Once information compiled and small scales tests finalised the first new tools will be implemented. In regards to the overall monitoring, the first concern is monthly reports: ensure on time reception and good completion. To avoid mistakes, a new Excel® pattern has been designed and is being tested now. Still a major problem needs to be solved: computer equipment.  Findings show that some PFCs are not equipped and do not even have the basic computer skills. Furthermore PFCs are very new in some parishes that makes them very dependent on the priest who used to manage finances. Special support and accounting training will be necessary in these parishes.

Second concern to approach is the collection support. Parishes have shown a lack of communication towards parishioners regarding purposes of collections. It results in global low collections. A diocesan way of communicating is expected in order to better explain the purpose of each collection and so to better involve parishioners. Some efficient parish incentives could hopefully be shared and adapted by others. Aside of this concern is the way finances are reported to the parishioners in order to ensure 100% transparency in finance management.

Third concern is the parish budget planning. It has been done so far straight from last year’s figures instead of basing it on real upcoming needs and wishes. Parishes need to realise the importance of term-managing their finances through: budgeting, reporting and monitoring. DAFT plans to organise together with DFC (Diocese Finance Committee) annual budget meeting with each PFC in order to have them presenting and explaining their figures.

A deeper reflexion on the consistency of finance management throughout the diocese and parishes is on-going. The question is how to split roles between the diocese and parishes. In other words how and how far should the diocese be involved in the finances of the parishes and what level of involvement should parishes have in their own. Should the finances be managed independently in each parish or should parishioners be considered as being diocesan above all and so share according to the different parish needs? Whatever the conclusion is, this reflexion will be translated into new tools and ways of working.

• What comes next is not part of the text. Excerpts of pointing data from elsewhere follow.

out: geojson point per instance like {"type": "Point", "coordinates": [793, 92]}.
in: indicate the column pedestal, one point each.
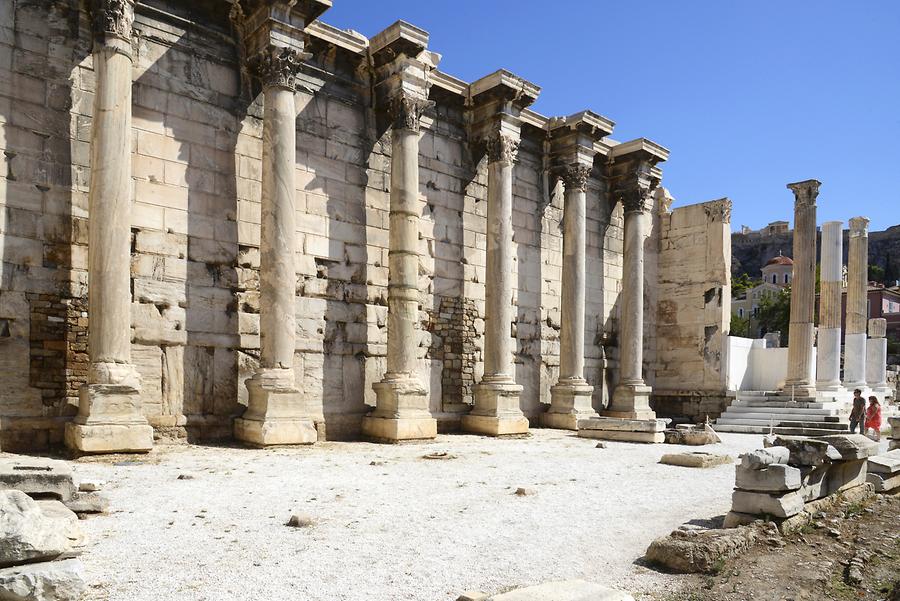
{"type": "Point", "coordinates": [571, 401]}
{"type": "Point", "coordinates": [109, 416]}
{"type": "Point", "coordinates": [399, 415]}
{"type": "Point", "coordinates": [273, 413]}
{"type": "Point", "coordinates": [109, 420]}
{"type": "Point", "coordinates": [496, 411]}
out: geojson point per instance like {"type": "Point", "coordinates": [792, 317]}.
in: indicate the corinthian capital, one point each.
{"type": "Point", "coordinates": [405, 110]}
{"type": "Point", "coordinates": [805, 192]}
{"type": "Point", "coordinates": [112, 18]}
{"type": "Point", "coordinates": [277, 66]}
{"type": "Point", "coordinates": [575, 176]}
{"type": "Point", "coordinates": [501, 148]}
{"type": "Point", "coordinates": [718, 210]}
{"type": "Point", "coordinates": [635, 191]}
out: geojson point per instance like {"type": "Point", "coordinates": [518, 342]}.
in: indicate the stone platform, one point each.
{"type": "Point", "coordinates": [760, 412]}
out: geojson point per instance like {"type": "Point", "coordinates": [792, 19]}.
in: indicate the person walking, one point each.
{"type": "Point", "coordinates": [873, 418]}
{"type": "Point", "coordinates": [858, 414]}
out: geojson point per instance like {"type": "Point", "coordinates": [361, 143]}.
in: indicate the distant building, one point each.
{"type": "Point", "coordinates": [777, 275]}
{"type": "Point", "coordinates": [779, 270]}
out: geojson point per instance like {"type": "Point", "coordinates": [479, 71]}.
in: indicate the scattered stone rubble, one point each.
{"type": "Point", "coordinates": [565, 590]}
{"type": "Point", "coordinates": [692, 549]}
{"type": "Point", "coordinates": [40, 538]}
{"type": "Point", "coordinates": [884, 472]}
{"type": "Point", "coordinates": [692, 435]}
{"type": "Point", "coordinates": [696, 459]}
{"type": "Point", "coordinates": [779, 481]}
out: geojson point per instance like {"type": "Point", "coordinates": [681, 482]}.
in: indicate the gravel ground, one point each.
{"type": "Point", "coordinates": [208, 523]}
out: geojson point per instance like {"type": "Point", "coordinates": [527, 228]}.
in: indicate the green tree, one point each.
{"type": "Point", "coordinates": [740, 326]}
{"type": "Point", "coordinates": [890, 272]}
{"type": "Point", "coordinates": [774, 313]}
{"type": "Point", "coordinates": [741, 284]}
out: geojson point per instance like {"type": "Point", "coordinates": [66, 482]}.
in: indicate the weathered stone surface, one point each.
{"type": "Point", "coordinates": [66, 520]}
{"type": "Point", "coordinates": [779, 506]}
{"type": "Point", "coordinates": [852, 446]}
{"type": "Point", "coordinates": [807, 451]}
{"type": "Point", "coordinates": [37, 477]}
{"type": "Point", "coordinates": [774, 478]}
{"type": "Point", "coordinates": [27, 534]}
{"type": "Point", "coordinates": [88, 502]}
{"type": "Point", "coordinates": [691, 551]}
{"type": "Point", "coordinates": [761, 458]}
{"type": "Point", "coordinates": [888, 463]}
{"type": "Point", "coordinates": [884, 482]}
{"type": "Point", "coordinates": [696, 459]}
{"type": "Point", "coordinates": [46, 581]}
{"type": "Point", "coordinates": [565, 590]}
{"type": "Point", "coordinates": [625, 425]}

At the diocesan level some work is also being done at the accounting management level in order to optimize finance and administration and harmonise them with parishes. Account management is being completely reviewed with a new consistency implemented. Some reorganisation in the saving management is on-going.

Financial needs to enable proper work on finance and administration: 

  1. Providing each parish with a computer and software will ease records and avoid mistakes.
    For that the diocese is lacking funds for:  15 computers + office pack = 15 x R 6 000 = R 90 000
  2. A diocesan PFC meeting with training and workshops would be a great chance for all PFC to get skills and also share their return of experiences and best practices:  15 PFC X 3 people (transport + catering) = R 15 000

Bishop Michael guest of a German parish

On Trinity Sunday, Bishop Michael met the community of St. Mary’s in Germany to celebrate the Mass and to talk about his important work in Africa. Since last year, St. Mary’s supports the diocese. A big project called Mount Carmel Centre urgently needs material assistance. The centre will be primarily a meeting place for training children and young people. They will be educated about AIDS, get religious instruction and spend their leisure time together.